Lihat, Baca, Dan Resapi!
Aku hanyalah manusia biasa yang ingin bercerita...

Edisi

Total Tayangan Halaman

Senin, 23 Januari 2012

AKU LELAKI DAN AKU BERBEDA

Senja mulai memudar. Berganti malam dengan sedikit bintang berkilauan. Bulan purnama muncul, namun ia tak sempurna menampakan bentuknya. Ia terlihat lebih pucat dari biasanya.

Hufh, aku sedih melihatmu malam ini. Kau sepertinya tidak bergairah untuk menghiburku, atau mungkin kamu sudah jenuh? Oh kumohonlah, jangan sampai begitu. Hanya dirimu teman sejatiku. Tempatku bersembunyi dari siang yang penuh dengan kenyataan yang terang dan menerangkan bahwa hidupku tidaklah sama seperti orang-orang.

Aku lelaki, dan aku berbeda.  



Aku masih diam termangu di jendela kamar. Memandangi langit malam yang begitu hitam

Aku merasa senasib denganmu, malam. Kita sama-sama hitam. Bedanya, kau memiliki bulan dan bintang, sedangkan aku?

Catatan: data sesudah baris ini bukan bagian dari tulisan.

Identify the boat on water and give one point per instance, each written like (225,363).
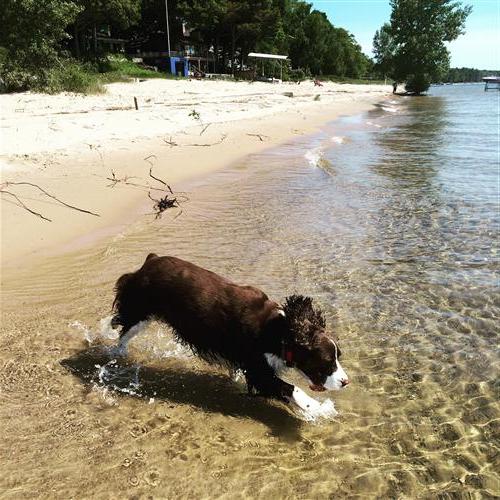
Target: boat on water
(492,82)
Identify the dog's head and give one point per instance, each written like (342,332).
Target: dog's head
(309,348)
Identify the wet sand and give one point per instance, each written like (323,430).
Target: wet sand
(72,146)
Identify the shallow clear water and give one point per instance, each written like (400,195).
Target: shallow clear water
(390,221)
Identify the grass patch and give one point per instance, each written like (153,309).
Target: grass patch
(71,75)
(117,69)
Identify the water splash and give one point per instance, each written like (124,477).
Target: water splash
(338,139)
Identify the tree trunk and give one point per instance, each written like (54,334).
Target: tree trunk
(76,41)
(233,47)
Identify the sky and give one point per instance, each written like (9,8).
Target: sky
(478,48)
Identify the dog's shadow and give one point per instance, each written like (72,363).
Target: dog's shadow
(210,392)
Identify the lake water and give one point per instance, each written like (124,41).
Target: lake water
(390,221)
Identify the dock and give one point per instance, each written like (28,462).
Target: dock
(491,82)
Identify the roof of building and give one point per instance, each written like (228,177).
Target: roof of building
(266,56)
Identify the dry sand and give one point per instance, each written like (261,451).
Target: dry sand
(70,144)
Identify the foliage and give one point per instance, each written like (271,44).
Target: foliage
(384,49)
(31,33)
(119,68)
(412,47)
(39,36)
(72,76)
(456,75)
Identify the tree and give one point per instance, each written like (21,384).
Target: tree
(384,49)
(32,32)
(412,48)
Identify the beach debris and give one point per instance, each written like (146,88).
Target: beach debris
(260,136)
(205,128)
(46,193)
(221,140)
(195,115)
(149,158)
(170,142)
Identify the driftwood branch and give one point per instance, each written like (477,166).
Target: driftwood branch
(167,201)
(205,128)
(6,184)
(22,205)
(260,136)
(170,142)
(148,158)
(221,140)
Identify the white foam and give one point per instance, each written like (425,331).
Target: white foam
(105,330)
(314,156)
(337,139)
(324,411)
(389,109)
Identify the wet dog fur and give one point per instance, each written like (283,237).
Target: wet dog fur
(235,325)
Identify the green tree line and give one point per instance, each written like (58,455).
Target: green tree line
(411,48)
(458,75)
(37,37)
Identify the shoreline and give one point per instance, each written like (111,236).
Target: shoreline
(220,137)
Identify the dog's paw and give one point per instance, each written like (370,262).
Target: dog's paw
(116,351)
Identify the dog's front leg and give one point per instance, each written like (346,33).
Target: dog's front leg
(310,407)
(262,380)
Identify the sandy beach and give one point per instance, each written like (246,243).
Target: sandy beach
(394,243)
(71,145)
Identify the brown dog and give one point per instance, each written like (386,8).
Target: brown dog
(235,325)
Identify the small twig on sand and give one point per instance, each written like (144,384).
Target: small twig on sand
(221,140)
(148,158)
(21,204)
(6,184)
(166,201)
(205,128)
(170,142)
(159,180)
(163,204)
(260,136)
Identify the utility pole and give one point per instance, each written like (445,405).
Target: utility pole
(168,28)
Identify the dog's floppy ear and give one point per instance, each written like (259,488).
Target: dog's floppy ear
(276,322)
(303,319)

Hidupku berubah drastis saat aku mulai menapaki dunia baruku, dunia remaja. Entahlah siapa yang salah atas perubahan ini? Hanya saja ada satu yang aku ingat sampai saat ini dan tak mungkin kulupakan.

Malam itu lelaki dewasa yang sejak kecil aku panggil dengan sebutan ayah itu, tiba-tiba datang mendobrak pintu kemudian tanpa aku tahu pasti alasannya apa, ayah dan ibu bertengkar keras.

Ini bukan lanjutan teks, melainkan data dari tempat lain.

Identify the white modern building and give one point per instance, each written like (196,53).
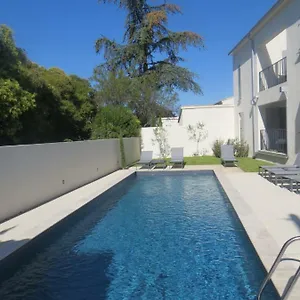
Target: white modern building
(266,71)
(218,123)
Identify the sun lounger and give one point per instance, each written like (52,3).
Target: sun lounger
(177,156)
(146,158)
(277,173)
(227,155)
(293,181)
(263,170)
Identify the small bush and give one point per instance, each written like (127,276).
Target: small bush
(241,149)
(217,147)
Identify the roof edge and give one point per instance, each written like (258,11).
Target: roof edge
(269,15)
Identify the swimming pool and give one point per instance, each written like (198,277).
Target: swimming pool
(153,236)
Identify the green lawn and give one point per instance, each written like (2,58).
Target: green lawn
(247,164)
(251,165)
(202,160)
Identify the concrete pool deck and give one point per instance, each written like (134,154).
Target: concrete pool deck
(270,215)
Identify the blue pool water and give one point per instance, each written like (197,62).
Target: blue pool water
(153,236)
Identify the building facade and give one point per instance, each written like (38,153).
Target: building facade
(266,76)
(218,123)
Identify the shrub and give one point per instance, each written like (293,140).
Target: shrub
(216,148)
(241,149)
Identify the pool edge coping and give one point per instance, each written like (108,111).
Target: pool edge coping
(80,197)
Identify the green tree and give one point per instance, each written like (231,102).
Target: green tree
(151,49)
(114,88)
(14,102)
(115,122)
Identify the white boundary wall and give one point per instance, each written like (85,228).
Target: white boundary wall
(219,124)
(34,174)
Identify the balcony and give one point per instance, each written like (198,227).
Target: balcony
(274,140)
(273,75)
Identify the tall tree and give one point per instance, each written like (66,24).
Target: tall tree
(150,48)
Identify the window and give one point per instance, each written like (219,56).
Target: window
(240,83)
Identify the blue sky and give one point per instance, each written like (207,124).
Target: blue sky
(62,33)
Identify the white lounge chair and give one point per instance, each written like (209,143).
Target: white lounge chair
(263,170)
(146,158)
(227,155)
(177,156)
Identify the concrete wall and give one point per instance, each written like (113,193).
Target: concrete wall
(242,60)
(132,148)
(31,175)
(280,37)
(219,124)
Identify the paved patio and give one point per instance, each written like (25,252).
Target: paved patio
(270,215)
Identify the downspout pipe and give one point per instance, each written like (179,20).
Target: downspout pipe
(253,93)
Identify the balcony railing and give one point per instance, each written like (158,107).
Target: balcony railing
(273,75)
(274,140)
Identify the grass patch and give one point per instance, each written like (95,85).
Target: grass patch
(202,160)
(248,164)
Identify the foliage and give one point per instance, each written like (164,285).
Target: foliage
(241,148)
(161,138)
(197,133)
(14,101)
(113,121)
(44,105)
(122,151)
(114,88)
(149,57)
(216,148)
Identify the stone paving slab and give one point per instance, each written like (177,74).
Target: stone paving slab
(18,231)
(271,216)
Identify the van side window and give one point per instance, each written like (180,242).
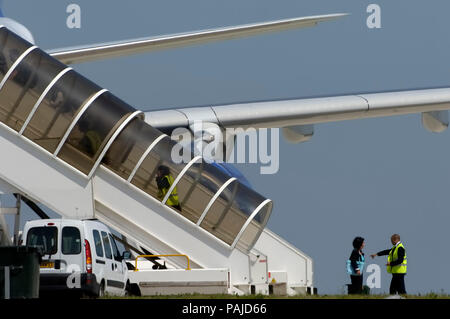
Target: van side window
(44,237)
(106,244)
(115,249)
(98,243)
(71,241)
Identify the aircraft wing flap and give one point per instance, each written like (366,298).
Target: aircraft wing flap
(287,113)
(116,49)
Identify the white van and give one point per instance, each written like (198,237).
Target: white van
(78,255)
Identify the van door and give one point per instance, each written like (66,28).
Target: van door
(119,267)
(46,236)
(72,256)
(109,265)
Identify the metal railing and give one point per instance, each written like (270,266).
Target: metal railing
(171,255)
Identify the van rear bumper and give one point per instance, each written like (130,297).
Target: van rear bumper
(85,283)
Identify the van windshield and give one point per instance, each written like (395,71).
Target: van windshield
(45,238)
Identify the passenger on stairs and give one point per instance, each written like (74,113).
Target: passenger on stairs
(164,181)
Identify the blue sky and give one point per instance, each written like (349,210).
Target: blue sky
(370,177)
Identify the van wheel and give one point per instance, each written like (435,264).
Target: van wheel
(101,290)
(128,289)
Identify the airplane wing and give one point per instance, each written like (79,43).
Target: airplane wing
(297,116)
(116,49)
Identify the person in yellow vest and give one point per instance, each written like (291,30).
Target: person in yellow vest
(396,265)
(164,181)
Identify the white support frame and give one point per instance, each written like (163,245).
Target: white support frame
(183,171)
(248,221)
(75,120)
(112,139)
(15,64)
(41,98)
(214,198)
(141,160)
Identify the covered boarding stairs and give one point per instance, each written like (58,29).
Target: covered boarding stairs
(84,153)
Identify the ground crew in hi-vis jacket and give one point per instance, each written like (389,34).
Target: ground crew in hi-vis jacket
(396,265)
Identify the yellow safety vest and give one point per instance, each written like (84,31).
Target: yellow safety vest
(393,256)
(173,198)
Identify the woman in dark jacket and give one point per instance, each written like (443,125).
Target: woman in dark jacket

Ya, malam itu aku melihat ayah tak ubahnya seekor kucing yang tengah puas menerkam tikus kecil yang tak berdaya. Seperti seekor anjing gila yang terus menggonggong tak henti.

Malam itu, Ayah tak ubahnya seorang algojo yang menghakimi habis terdakwa. Entahlah apa salah ibu sampai-sampai mukanya habis babak belur tak sedikit pun luput dari tinju ayah.

Saat itu usiaku masih delapan tahun.  Aku tidak bisa berbuat banyak. Aku hanya bisa bersembunyi di balik pintu kamar sambil menggigil ketakutan. Sesekali aku memberanikan diri mengintip dengan penuh rasa ketakutan yang memburu. Pukulan demi pukulan Ibu terima. Aku hanya bisa mendengar sayup-sayup suara Ibu yang terus menangis, menjerit  sambil menahan rasa sakit yang bersarang disekujur tubuhnya, hingga tangisan Ibu tak terdengar lagi. Ternyata, Ibu jatuh pingsan.

Dan dengan begitu santainya, lelaki bangsat itu, ayah berlenggang pergi meninggalkan rumah dengan wajah puas dan menyeringai, persis seperti seekor singa yang kenyang setelah menelan habis mangsanya tak bersisa.
Ayah pergi membawa satu koper besar dan beberapa perhiasan Ibu didalam lemari.

Aku berlari keluar dan melemparkan asbak rokok berbentuk kuda yang terbuat dari besi ke kepalanya. Ayah menjerit kesakitan. Darah segar langsung mengalir dari kepalanya yang bocor. Membasahi kepala, leher, dan juga bajunya. Aku puas setelah melihat ia jatuh pingsan. Aku pun langsung berlari pulang.



Sejak malam itu, aku bersumpah aku tidak akan pernah tinggal diam jika melihat siapapun melukai ibuku, baik fisik maupun perasaannya. Ibu adalah segalanya buatku. Ia adalah satu-satunya anugerah terindah dari Tuhan yang pernah kumiliki.




Sejak malam itu juga aku bersumpah, bahwa tidak akan ada lagi laki-laki dalam hidupku yang bernama Ayah. Aku menganggap ayah sudah lama mati meninggalkan kami. Biarlah orang menilai apa dan bagaimana. Yang jelas, aku sudah sangat terluka melihat perlakuannya.

Dengan kepergiannya malam itu semakin melengkapi keganjilanku dan semakin memperjelas, bahwa aku lelaki dan aku berbeda.